The textual (i.e., letters, writings, recipes) and visual (i.e., photographs, drawings, film stills) archive deposited and curated by Gordon and collaborators brings to life the subjugated knowledges of ‘slaves, indentured servants and maids, prisoners, conscripts, pirates, sailors, religious heretics, woodcutters, water carriers, prostitutes, indigenous peoples, commoners, runaways, deserters and vagabonds’, and so creates an alternative utopian imaginary, one that does not paint the road to freedom and equality (economic, political, social) with rosy colours. Her protagonists paved the way to our freer world (albeit one that still needs major structural transformations) by sacrificing or endangering themselves. Utopian worlds, Gordon concludes, are not worlds located in the future. On the contrary, they exist in the very crux of our present and are made by those who we fail to notice, acknowledge or recognise as utopian. Utopia is not built overnight, nor is it build in isolation, without the collaboration of others. Individualism and no possible exit from the alienating current conditions is the myth propagated by utopia’s not-so-friendly sibling, dystopia, a myth that Gordon elegantly undoes, showing that a better world is possible.

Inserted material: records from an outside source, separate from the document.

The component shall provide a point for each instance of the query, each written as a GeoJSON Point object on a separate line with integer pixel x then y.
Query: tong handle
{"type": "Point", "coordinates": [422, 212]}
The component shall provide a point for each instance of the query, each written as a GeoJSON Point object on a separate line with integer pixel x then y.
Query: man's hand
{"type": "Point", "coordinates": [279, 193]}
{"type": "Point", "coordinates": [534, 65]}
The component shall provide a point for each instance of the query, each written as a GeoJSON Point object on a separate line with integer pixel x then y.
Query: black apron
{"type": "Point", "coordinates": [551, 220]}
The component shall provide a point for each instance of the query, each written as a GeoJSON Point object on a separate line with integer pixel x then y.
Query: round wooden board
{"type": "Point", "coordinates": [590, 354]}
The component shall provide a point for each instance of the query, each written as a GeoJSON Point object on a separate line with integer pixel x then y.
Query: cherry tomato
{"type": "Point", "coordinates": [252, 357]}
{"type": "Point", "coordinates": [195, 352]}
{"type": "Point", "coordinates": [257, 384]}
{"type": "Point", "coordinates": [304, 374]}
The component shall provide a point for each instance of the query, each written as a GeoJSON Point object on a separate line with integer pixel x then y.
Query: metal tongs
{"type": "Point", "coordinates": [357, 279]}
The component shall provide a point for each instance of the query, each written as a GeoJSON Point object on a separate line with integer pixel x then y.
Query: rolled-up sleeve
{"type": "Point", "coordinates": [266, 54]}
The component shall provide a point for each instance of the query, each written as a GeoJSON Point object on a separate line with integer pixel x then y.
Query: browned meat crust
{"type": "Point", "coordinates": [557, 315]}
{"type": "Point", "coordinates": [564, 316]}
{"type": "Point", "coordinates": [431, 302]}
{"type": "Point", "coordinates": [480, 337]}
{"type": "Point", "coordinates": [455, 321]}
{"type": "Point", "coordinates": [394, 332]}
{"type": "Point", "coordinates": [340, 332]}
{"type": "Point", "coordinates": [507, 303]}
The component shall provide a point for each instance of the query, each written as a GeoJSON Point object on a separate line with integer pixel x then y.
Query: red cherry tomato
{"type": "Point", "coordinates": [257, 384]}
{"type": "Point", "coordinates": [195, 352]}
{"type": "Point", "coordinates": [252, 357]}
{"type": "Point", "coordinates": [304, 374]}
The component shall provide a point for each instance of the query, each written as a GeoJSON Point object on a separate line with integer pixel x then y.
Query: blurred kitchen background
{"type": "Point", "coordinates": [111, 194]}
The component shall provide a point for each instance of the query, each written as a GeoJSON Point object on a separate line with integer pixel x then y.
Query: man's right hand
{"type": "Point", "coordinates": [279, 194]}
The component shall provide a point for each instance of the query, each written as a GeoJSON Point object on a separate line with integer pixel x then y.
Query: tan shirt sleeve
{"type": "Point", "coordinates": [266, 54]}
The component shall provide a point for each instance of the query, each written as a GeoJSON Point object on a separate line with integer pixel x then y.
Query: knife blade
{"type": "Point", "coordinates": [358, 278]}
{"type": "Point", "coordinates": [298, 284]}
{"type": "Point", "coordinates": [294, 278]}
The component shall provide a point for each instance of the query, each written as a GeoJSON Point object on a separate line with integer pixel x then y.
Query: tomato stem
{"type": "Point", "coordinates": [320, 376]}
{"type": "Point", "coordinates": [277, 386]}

The rich content of The Hawthorn Archive enables us to see the truth about utopia, its exclusions, the effort that it takes to build a fairer society. Nevertheless, whilst the content of Gordon’s archive may displace More’s definition of utopia, its form does not differ dramatically from the props and dramaturgy used in Utopia. Like More, Gordon uses epistolography to transmit the development of her and her collaborators’ idea of utopia; like More she uses dialogue to convey ideas; and, like More, she uses images to convey location or different languages. The Hawthorn Archive, despite the radicality of its content, is rather conventional in form.

Additionally, whilst the book invokes numerous utopian voices, it leaves unresolved the tension between those utopians who think that the structure of the state (radical left legalists) can be the vehicle for a free and egalitarian society and those who see the state (i.e., anarchists) as the obstacle to a better life. The book may include a recipe for celery soup, but there is of course no simple recipe for resolving such a tension. The tension nevertheless holds the promise of utopia not being totalised or closed, a potential danger of utopia that Jorge Luis Borges warns about in ‘A Weary Man’s Utopia’. This tension is an invitation to continue the work of utopia, bring our own subjugated knowledges to The Hawthorn Archive, collaborate with it in perpetuity so as to keep dystopia at bay.